The growth of the property letting market is reaching new heights. The relationship between landlords and tenants is under scrutiny, with the latter concerned about exactly what their rights are once they have signed the lease.
The pressure on the market is increasing as the age of property buyers rises and with increasing property prices.
Once a dispute arises, particular concerns come into play for the tenant.
One way of protecting a deposit or resolving other issues can be Property Inventory Software such as that found at https://inventorybase.co.uk/, which is designed to protect both parties.
Belongings left in a property, particularly after an eviction, come into play.

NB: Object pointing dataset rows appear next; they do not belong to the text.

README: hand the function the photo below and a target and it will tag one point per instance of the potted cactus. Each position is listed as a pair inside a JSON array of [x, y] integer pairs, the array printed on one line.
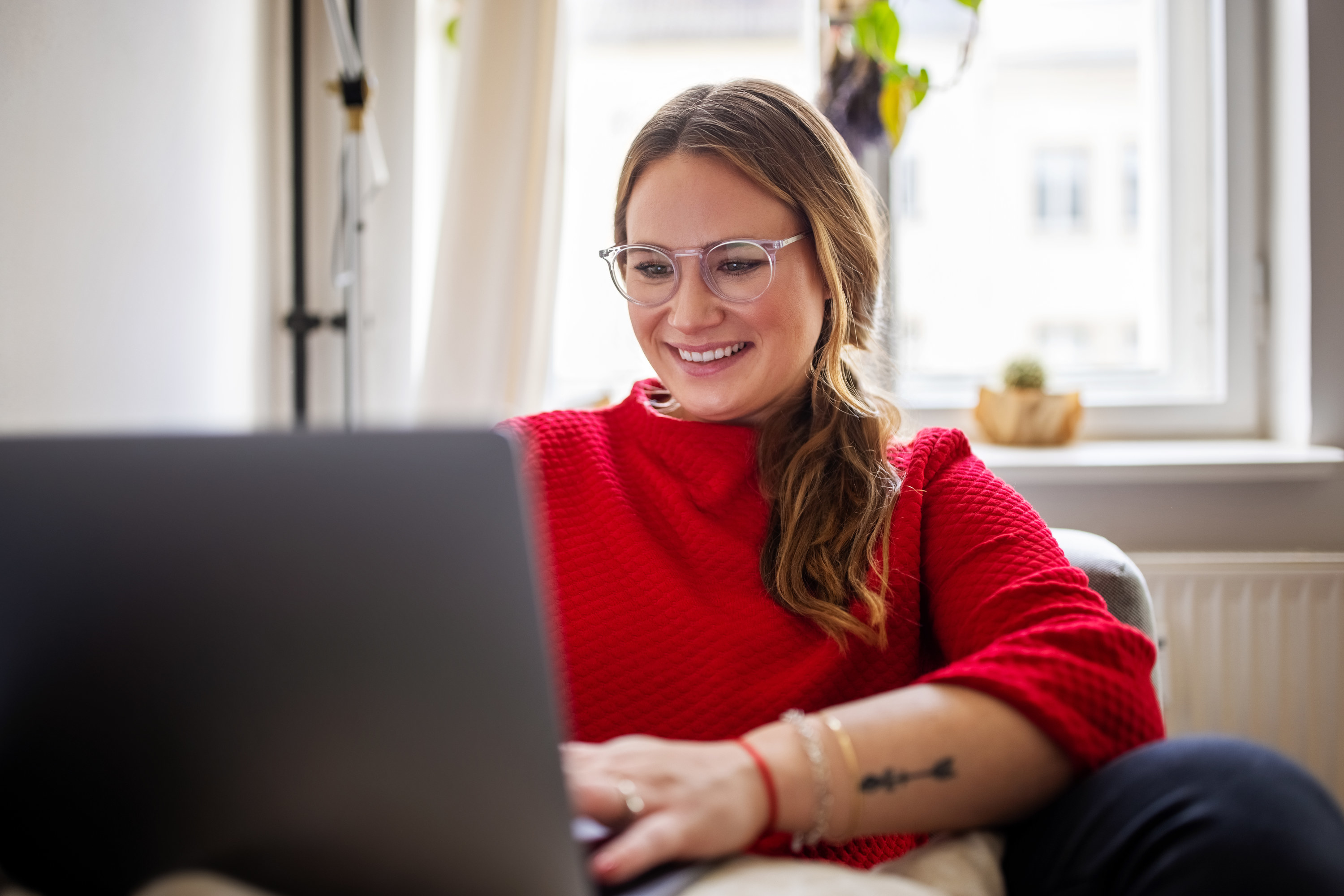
[[1025, 413]]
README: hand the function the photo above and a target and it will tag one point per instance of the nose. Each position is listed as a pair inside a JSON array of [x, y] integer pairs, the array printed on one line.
[[694, 307]]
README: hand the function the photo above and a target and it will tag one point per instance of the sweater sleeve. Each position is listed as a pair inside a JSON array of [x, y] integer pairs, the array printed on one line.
[[1015, 621]]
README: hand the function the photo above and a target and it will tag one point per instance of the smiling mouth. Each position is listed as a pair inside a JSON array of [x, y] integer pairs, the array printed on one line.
[[701, 358]]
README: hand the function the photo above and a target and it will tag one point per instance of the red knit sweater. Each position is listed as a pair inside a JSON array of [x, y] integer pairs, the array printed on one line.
[[654, 535]]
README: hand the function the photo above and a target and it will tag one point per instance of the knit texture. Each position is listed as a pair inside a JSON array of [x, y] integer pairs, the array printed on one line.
[[652, 535]]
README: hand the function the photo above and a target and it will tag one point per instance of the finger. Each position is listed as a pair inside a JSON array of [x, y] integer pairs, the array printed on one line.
[[599, 797], [650, 841]]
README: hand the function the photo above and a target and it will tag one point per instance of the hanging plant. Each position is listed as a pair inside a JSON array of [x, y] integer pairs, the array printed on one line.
[[869, 92]]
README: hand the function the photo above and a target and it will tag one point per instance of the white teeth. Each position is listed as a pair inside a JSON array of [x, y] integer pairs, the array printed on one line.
[[711, 356]]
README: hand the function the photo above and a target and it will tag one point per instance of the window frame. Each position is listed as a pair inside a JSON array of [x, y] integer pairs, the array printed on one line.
[[1211, 237]]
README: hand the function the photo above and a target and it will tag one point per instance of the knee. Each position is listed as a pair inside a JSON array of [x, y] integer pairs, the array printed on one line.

A landlord must take care of the goods after a tenant has moved out or been evicted. They must inform the tenant within three months if monies are owed and explain how they can be collected. Storage charges may be charged with any balance going to the tenant.
Property is often shared among tenants, and joint tenants are individually liable to pay the whole rent. If one leaves, the other(s) may be pursued for that share of the rent. Joint tenants should have an agreement amongst themselves to cover this eventuality. The landlord will have to agree to any change to a joint tenancy.
Students make up a large part of the rental market, and losing their keys is a common occurrence – believe it or not. Landlords may charge a fee to replace keys. Otherwise, if you choose to change the lock via a locksmith, you may need the landlords permission and to pay the costs and any repairs needed.
A landlords access to the property is a regular issue between the parties to the lease. The former is allowed reasonable access to carry out an inspection or repairs, but usually notice of 24 hours must be given in writing. In most cases the parties will have a relationship where such formality is not required.
The terms of most leases mean the landlord cannot demand access without the tenants permission. In Northern Ireland any notice can be verbal rather than written.
Not all landlords allow tenants who receive Universal Credit or housing benefit. Make this clear when enquiring about the property, and check with the local council for lists of landlords happy to accept such tenants.